Designing a Hyperstable Antibody with
Cell-penetrating Peptide for Intracellular Targeting
Dialysis and TEV Cut Procedure
The Dialysis and TEV Cut was executed after Wester blotting, which confirmed that the solution contained HRas G12V. The purpose of dialysis and TEV cut was to get a pure/independent HRas G12V without extraneous parts. For the experiment, from the start, HRas G12V was tagged with Histidine to act as an indicator of HRas G12V during Ni-NTA Affinity Chromatography since Histidine binds with Nickel. Therefore TEV protease cut HRas G12Vand the Histidine tagged, leaving pure HRas G12V. At the same time, dialysis was performed to get rid of imidazole. Since imidazole was used to wash separated HRas G12V from the agarose gel, imidazole was in the HRas G12V solution. Imidazole limited TEV protease function, therefore, must be removed. After, another Ni-NTA affinity chromatography was done to separate the TEV protease and the detached histidine tag from the HRas G12V solution. It was possible because TEV proteases have Histidine.

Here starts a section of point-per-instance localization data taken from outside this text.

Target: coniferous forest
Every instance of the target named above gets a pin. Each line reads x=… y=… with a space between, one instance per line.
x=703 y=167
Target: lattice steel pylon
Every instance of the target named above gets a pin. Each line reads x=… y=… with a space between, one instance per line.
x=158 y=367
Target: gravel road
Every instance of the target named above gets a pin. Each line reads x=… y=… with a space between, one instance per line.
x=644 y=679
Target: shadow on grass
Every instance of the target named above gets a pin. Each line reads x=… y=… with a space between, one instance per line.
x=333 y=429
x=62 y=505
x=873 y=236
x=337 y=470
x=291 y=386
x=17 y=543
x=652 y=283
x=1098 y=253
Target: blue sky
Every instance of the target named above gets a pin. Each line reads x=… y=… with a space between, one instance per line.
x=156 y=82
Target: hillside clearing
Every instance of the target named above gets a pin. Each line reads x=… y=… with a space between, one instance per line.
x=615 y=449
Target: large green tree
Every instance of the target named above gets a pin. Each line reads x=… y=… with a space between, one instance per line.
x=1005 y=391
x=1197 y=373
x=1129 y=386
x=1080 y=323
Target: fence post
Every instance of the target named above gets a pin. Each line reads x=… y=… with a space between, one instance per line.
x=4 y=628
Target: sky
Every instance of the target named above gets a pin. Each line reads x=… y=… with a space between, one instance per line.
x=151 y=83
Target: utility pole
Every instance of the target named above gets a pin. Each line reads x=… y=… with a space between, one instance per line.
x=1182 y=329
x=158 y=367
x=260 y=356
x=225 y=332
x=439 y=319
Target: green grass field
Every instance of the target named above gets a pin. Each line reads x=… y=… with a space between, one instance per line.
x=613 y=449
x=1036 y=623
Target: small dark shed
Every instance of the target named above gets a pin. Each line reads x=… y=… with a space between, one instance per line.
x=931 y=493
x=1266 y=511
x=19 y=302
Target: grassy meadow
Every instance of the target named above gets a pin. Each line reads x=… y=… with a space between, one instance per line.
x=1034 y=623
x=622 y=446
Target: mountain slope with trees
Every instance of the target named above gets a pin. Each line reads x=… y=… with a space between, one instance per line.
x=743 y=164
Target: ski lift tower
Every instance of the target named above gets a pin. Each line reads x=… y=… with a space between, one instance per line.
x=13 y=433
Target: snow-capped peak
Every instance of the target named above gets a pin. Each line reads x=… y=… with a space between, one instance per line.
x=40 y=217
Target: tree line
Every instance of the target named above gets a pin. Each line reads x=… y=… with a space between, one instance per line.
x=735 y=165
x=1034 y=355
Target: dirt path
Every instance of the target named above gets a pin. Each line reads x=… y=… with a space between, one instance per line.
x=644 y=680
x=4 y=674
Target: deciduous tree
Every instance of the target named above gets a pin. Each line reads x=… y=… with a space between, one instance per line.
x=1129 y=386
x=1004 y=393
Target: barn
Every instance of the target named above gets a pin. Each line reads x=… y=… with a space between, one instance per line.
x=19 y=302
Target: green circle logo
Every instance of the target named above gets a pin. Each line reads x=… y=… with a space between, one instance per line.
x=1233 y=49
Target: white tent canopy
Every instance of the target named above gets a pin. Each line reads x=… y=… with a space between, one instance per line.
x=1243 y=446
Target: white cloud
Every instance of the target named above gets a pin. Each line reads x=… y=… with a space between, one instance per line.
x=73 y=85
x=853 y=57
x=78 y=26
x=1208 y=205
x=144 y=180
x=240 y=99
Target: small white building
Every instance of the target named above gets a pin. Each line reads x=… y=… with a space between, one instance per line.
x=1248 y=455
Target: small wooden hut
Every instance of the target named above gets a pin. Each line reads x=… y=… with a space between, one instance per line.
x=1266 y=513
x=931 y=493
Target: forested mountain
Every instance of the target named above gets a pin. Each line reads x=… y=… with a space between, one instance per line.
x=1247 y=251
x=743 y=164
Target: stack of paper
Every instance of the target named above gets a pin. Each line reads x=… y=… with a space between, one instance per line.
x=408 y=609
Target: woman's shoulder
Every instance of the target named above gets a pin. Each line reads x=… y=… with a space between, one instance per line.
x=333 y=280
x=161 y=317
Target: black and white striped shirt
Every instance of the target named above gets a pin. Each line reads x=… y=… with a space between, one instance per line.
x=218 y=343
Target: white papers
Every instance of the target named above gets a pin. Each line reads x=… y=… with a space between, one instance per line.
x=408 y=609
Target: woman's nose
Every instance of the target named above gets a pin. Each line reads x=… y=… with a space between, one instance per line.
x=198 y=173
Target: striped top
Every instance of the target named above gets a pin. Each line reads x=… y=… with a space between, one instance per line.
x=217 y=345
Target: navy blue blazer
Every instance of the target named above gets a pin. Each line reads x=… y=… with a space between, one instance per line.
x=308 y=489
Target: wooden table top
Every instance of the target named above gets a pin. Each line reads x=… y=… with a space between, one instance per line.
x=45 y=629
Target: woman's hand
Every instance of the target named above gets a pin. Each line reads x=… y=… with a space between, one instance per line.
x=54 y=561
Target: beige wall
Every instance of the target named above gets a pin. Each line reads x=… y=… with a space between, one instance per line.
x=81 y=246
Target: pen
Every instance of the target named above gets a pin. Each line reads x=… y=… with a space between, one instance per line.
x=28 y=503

To verify that the experiment was a success (that TEV protease cut the Histidine tag of most of the Histidine tagged HRas G12V) the protein was transferred onto columns for SDS-Page.
The expected result was a distinct line between 20-25 kDa just a little bit below the line shown on the uncut variable since HRas G12V is 21.4kDa. Unexpectedly the SDS-Page results came out as a smudge with several different small lines, instead of a line making it impossible to verify whether or not the solution was composed of pure HRas G12V.
There is no definite cause for the unclear result, however, there are several possibilities.Contaminated Solution:The solution inserted in the SDS-Page columns might have been contaminated with other proteins/contaminants. This explains the numerous small strands shown on the ‘Cut’ column which is supposed to show one distinct line between 20-25kDa that indicates HRas G12V. Such contaminants can be traced back to the protein samples being kept under poor conditions.Band Pattern:The smudged lines shown on the graph can be the natural line.
Since there are so many possible reasons why SDS-Page results came out in a smudge, we decided to verify the transferred membrane by requesting sequencing. It is nearly impossible to find out the exact reason as to why there was a smudge unless a very apparent clue comes out during the process. It was also very likely to fail again because we would repeat the same process without knowing the exact reason. Therefore, we concluded that it would be more time and cost-effective to request our transferred membrane sequencing.
As an alternative solution to verify that the protein solution contains pure HRas G12V, we sent the protein sample to a company that sequenced the given sample through HPLC chromatography. Thankfully the sequenced protein was identical to the sequence of HRas G12V, which verified that the protein was purified HRas G12V that we were looking for.
What We Learned
From this process, we learned that finding an alternate method can sometimes be more effective than holding onto just one type of method. If we only stuck to Western blot and redid the process without sequencing until we got precise results, we would have discarded the wanted protein. Also, we could have spent days figuring out the exact reason why the results came out unclear. Without knowing the failure's specific cause, it is always good to seek other verification methods.